My memory of the would-be alligator attack is a terrifying experience. But it’s not the brush with death that still frightens me. Nor is it the raw maternal emotions. And it’s not even the aggressively violent protection that ended the ordeal.
It’s the fact that it never happened.
To hear it from my mother’s perspective, it was my brother, not me, who was sitting on the grass. She spied the alligator swimming down the canal, left me inside, gathered my brother, phoned the neighbor, and by the time the neighbor arrived with his gun, the alligator had swam away. I was never in any danger and likely unaware of alligators existing outside the zoo.
I am compelled by logic to believe my mother’s version of the incident to be the more factual rendition. But that leaves me in the confusing position of remembering something that never happened. More accurately, I recall an experience lacking external verisimilitude while maintaining its internal truthiness. “Remember” implies restoring a past experience; “recall” is merely bringing an item back into one’s mind. How am I able to relive an experience while never having experienced it?
The answer gets to the fundamentals of memory, experience, and the fuzzy boundary between them. When we experience something, that experience is mediated by specific neurological activity — the sense organ sends information to the brain, usually via the thalamus, where it’s processed, analyzed, interpreted, and acted upon.
But we experience far more than what we observe outside of ourselves. There is a rich, complex inner-world of experience that includes everything we think and imagine. And these activities are no less “real” than the physical world we experience, as far as the brain is concerned. The only difference between vividly imagining an apple and seeing an apple is that somewhere in the brain, likely the frontal cortices, there’s a group of neurons shooting off a signal saying “this is imagined; this isn’t real.” One theory regarding hallucinations, including the schizophrenic type, are that they’re simply mental imagery without the mental tag of internally generated.
There are several different types of memory. The one that allows me to close my eyes and relive past experiences is a form of long-term memory called episodic memory (think rewatching an episode of your life). When you remember, you briefly relive that experience. Because all forms of experience — externally perceived, imagined, or remembered — are mediated via similar methods, there’s only a fuzzy distinction between the three. A memory is an approximated reactivation of the neural circuitry of that original experience, similar to imagination.

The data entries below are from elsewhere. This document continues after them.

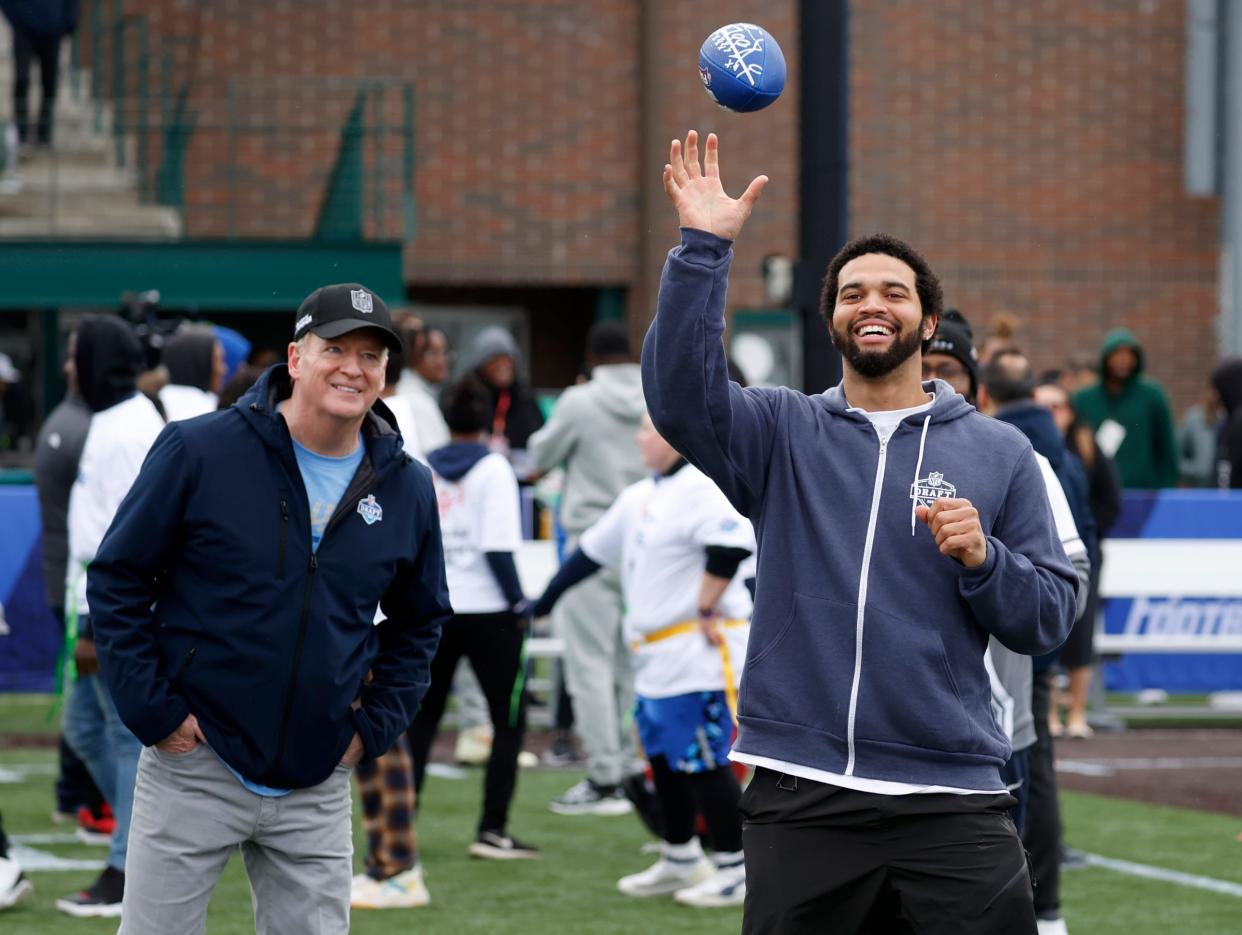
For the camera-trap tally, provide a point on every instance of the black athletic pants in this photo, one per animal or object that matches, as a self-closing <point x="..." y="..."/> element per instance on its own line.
<point x="827" y="859"/>
<point x="1042" y="832"/>
<point x="683" y="796"/>
<point x="492" y="642"/>
<point x="27" y="46"/>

Over time, reactivating memories distorts them. Your current mental state, the alternate phrasing or wording of the narrative, and other factors change how you recall the memory. These changes accumulate until you’ve imagined a completely new scenario – one that never happened anywhere but inside your mind. But with the boundary between what happened historically and what you’ve lived mentally so blurred – does imaging an experience make it any less real?